6. Aux termes de l’article L. 551-10 du code de l'entrée et du séjour des étrangers et du droit d’asile : « Le demandeur est informé, dans une langue qu'il comprend ou dont il est raisonnable de penser qu'il la comprend, que le bénéfice des conditions matérielles d'accueil peut lui être refusé ou qu'il peut y être mis fin dans les conditions et selon les modalités prévues aux articles L. 551-15 et L. 551-16 ».

7. Le requérant a certifié sur l’honneur, à l’issue de l’entretien réalisé le 12 décembre 2025 à l’occasion de l’évaluation de sa vulnérabilité, que les informations relatives aux conditions et modalités de refus et de cessation des conditions matérielles d’accueil lui ont été communiquées dans une langue qu’il comprend, avec l’aide d’un interprète.

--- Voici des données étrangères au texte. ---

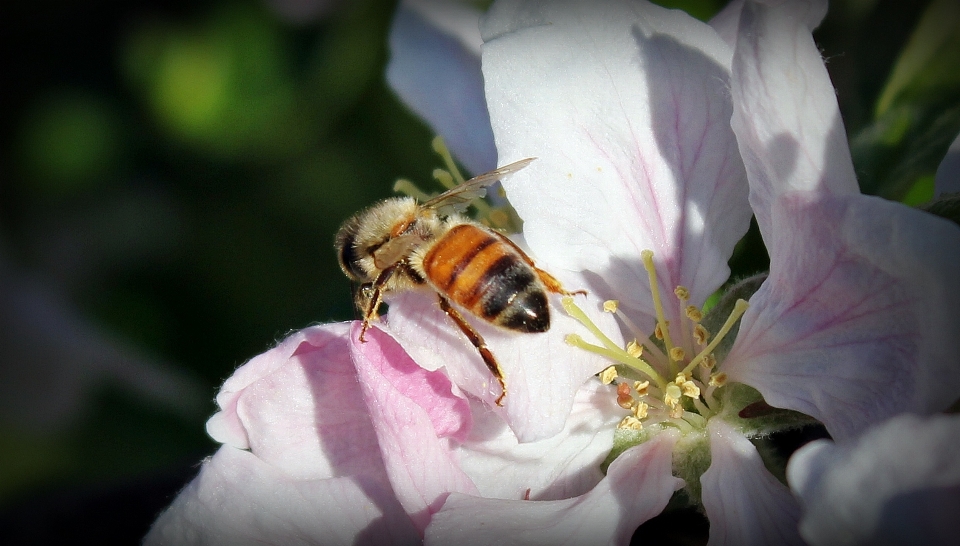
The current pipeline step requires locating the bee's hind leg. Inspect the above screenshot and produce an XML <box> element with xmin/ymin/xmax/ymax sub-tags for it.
<box><xmin>437</xmin><ymin>294</ymin><xmax>507</xmax><ymax>406</ymax></box>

Par suite, le moyen tiré de ce que l’information prévue par les dispositions de l’article L. 551-10 du code de l'entrée et du séjour des étrangers et du droit d'asile ne lui a pas été donnée doit être écarté.

8. Le requérant soutient qu’il ne pouvait se rendre en région, au CAES de Nantes, car il disposerait d’un motif légitime, notamment le soutien d’un ami. En dehors de la fiche d’évaluation de vulnérabilité, il n’apporte à l’appui de cette allégation aucun élément notamment d’ordre médical permettant au juge d’en examiner le bien-fondé. Par suite, M. D... n’est pas fondé à soutenir que l’Office français de l’immigration et de l’intégration aurait fait une inexacte application des dispositions des articles L. 551-15 et D. 551-17 du code de l’entrée et du séjour des étrangers et du droit d’asile ni commis d’erreur manifeste en appréciant sa situation ni porté une atteinte disproportionnée au droit d’asile.

9. Il résulte de tout ce qui précède que la requête de M. D... doit être rejetée en toutes ses conclusions.



D É C I D E :



Article 1er : La requête de M. D... est rejetée.



Article 2 : Le présent jugement sera notifié à M. E... D... et au directeur général de l’Office français de l’immigration et de l’intégration (OFII).


Rendu public par mise à disposition au greffe le 25 mars 2026.


La magistrate désignée,




Mme Hnatkiw

La greffière,




Mme A...


La République mande et ordonne au ministre de l’intérieur en ce qui le concerne ou à tous commissaires de justice à ce requis en ce qui concerne les voies de droit commun contre les parties privées, de pourvoir à l'exécution de la présente décision.